Elon Musk’s The Boring Company is living up to its name, with the latest bunch of naysayers of its tunnel being Virginia transit officials.
After they visited the 1.5 mile prototype tunnel being built under Los Angeles, they laid into it with criticisms. They are just the latest among a string of people who have visited the project and left unimpressed.
The Boring Company Loop system pic.twitter.com/xVpDHzZKXB
— The Boring Company (@boringcompany) December 19, 2018
Beware if You Have Claustrophobia
In Virginia, plans are underway to build a rail including a $1.3 billion bridge between Virginia and Washington. The troupe of Virginian transportation officials trekked to Musk’s project earlier this year to get ideas for their plan.
One of the main criticisms is the tunnel’s size… It’s small. Michael McLaughlin, Virginia’s chief of rail transportation, told the Commonwealth Transportation Board’s public transit subcommittee about the group’s findings last week. He stated:
If one day we decide it’s feasible, we’ll obviously come back to you.
Musk tried to explain the tunnel’s size during a proof-of-concept launch event last year. The project entails lowering autonomous, electric vehicles from street level into the underground tunnel.
One of the key concerns about the L.A. tunnel relates to its feasibility.
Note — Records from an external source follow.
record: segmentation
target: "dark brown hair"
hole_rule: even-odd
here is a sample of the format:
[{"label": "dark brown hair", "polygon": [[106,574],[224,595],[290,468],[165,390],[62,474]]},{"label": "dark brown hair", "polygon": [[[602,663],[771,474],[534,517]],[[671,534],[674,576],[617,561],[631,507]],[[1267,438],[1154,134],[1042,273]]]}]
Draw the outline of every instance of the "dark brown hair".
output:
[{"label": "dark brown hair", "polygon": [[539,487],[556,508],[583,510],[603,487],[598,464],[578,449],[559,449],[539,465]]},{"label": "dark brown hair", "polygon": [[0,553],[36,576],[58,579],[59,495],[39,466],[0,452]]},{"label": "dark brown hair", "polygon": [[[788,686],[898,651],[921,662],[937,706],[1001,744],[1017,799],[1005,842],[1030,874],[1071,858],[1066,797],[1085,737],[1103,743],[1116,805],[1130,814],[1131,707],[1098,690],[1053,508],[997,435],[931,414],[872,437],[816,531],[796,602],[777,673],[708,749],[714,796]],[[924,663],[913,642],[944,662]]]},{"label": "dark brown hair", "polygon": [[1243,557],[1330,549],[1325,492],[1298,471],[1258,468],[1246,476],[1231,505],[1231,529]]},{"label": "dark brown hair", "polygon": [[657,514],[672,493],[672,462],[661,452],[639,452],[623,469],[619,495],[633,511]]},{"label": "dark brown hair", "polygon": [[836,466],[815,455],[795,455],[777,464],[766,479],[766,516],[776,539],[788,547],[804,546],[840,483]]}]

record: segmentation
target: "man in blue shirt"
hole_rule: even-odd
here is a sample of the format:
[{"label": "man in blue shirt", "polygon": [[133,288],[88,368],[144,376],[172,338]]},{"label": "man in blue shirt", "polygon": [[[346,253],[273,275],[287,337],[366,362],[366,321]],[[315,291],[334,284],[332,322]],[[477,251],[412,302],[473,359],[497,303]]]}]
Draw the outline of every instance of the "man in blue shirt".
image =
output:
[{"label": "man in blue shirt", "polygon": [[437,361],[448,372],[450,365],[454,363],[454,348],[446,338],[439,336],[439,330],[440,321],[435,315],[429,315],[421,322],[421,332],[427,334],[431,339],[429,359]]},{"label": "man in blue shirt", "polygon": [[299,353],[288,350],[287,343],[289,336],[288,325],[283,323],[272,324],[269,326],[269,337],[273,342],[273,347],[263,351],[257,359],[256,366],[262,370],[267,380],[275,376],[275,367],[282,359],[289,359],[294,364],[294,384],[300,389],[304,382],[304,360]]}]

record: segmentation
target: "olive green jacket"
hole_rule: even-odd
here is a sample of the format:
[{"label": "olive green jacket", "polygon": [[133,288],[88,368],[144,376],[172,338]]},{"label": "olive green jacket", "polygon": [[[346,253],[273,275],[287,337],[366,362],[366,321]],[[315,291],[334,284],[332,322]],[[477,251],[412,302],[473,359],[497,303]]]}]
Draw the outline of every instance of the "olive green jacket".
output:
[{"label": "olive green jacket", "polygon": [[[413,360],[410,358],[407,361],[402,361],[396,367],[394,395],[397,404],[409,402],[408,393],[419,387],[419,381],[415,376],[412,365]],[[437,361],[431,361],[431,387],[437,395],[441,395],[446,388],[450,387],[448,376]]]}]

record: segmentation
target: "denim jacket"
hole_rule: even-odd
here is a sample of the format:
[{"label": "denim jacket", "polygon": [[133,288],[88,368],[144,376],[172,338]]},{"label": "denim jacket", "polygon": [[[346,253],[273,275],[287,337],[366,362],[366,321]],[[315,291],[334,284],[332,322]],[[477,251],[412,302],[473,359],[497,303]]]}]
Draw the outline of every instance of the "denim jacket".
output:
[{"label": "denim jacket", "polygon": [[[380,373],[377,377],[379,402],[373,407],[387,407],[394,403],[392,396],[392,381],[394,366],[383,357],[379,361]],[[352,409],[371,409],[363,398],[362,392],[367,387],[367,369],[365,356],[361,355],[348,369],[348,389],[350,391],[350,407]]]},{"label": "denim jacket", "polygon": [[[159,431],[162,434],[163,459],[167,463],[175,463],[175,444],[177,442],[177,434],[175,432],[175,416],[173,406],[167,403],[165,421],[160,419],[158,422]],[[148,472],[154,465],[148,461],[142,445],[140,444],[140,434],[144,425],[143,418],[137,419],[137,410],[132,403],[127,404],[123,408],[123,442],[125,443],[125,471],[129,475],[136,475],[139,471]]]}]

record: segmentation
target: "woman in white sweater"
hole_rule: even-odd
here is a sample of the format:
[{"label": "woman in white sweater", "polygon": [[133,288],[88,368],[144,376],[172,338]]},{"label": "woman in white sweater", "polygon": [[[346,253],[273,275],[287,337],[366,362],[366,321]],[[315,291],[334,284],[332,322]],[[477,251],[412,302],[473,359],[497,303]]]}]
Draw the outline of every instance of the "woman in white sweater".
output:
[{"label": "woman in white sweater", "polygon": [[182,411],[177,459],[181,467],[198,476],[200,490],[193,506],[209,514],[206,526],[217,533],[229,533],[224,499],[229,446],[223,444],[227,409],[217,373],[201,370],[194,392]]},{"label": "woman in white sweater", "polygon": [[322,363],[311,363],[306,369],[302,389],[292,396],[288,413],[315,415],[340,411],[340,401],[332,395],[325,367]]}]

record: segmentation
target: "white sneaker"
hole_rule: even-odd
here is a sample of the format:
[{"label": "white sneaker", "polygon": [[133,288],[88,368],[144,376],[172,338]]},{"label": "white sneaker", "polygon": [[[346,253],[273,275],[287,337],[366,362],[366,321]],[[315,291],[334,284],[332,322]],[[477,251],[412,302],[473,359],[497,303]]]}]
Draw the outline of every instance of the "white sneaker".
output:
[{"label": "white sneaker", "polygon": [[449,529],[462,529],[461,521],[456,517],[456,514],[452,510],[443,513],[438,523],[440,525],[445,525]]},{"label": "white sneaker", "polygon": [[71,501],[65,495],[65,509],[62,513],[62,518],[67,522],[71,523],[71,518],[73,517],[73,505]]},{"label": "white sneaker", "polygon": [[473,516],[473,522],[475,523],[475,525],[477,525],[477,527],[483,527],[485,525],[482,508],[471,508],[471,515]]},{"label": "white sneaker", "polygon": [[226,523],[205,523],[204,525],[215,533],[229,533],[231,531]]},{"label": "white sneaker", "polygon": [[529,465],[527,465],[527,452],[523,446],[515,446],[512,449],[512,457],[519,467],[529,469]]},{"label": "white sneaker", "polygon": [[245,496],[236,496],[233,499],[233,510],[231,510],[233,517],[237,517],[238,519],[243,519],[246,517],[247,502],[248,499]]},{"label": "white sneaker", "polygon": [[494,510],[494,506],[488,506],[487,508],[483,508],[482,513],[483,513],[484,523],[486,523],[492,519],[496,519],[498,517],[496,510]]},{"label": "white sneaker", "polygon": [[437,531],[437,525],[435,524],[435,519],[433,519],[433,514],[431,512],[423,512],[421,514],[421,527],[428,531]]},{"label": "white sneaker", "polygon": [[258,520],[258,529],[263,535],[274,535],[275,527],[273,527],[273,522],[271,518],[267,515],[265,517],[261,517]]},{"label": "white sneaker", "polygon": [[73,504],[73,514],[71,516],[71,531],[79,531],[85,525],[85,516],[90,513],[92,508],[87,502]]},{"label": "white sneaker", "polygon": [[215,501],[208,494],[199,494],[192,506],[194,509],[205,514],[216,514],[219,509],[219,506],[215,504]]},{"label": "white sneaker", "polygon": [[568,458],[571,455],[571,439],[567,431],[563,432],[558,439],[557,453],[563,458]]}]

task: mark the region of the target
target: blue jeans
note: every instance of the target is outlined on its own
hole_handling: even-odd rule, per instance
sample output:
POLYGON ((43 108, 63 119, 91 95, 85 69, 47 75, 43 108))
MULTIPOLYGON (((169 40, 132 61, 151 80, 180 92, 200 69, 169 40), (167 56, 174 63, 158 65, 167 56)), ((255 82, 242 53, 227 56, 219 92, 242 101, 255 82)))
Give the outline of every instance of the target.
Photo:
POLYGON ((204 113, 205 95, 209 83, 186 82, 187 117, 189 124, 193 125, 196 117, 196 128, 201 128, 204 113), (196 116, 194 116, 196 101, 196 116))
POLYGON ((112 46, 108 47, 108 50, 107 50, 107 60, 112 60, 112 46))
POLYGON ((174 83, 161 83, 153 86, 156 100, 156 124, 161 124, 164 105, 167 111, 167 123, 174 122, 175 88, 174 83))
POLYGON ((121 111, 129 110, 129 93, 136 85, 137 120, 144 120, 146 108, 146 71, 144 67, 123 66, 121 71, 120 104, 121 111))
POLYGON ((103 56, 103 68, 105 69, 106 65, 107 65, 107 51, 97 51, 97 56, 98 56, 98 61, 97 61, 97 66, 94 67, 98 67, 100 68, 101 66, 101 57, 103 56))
They may sound simple enough. However, those related to regulations could stall the project or prevent it from ever becoming a reality. This is a concern for Virginia officials.
The state runs the risk of delaying any moves on its rail project if it waits for Musk’s tunnel to overcome challenges. Any technological advances being hailed in the prototype could be obsolete by the time all regulatory hurdles are jumped.
Where’s the Thrill?
Other officials who whizzed through the tunnel with McLauglin reported that nothing they saw would lead them to change their approach to transit in the near term. Scott Kasprowicz, a Commonwealth Transportation Board member, says:
I don’t mean to suggest that they don’t have a serious plan in mind, but I don’t consider the steps they’ve taken to date to be substantive. They’ve purchased a used boring machine. They’ve put a bore in the neighborhood where they developed the SpaceX product, and they’ve taken a Model 3 and put guide wheels on it. They’re running it through the tunnel at 60 miles per hour. None of that, I think, is really significant from a standpoint of moving this process forward.
A Mashable reporter took a ride through the tunnel and walked away with similar thoughts:
The elevator is slow, and construction is rough and exposed. Switching on the green light to signal ‘go’ still appears to be a manual process. Most notably, the tunnel ride in a Tesla Model X was bumpy and didn’t surpass a top speed of 40 mph.
Musk has stressed that the tunnel is a work in progress. He has acknowledged that there are areas of improvement constantly being identified. The question is if others will have the patience to wait, or will they pass like the Virginians?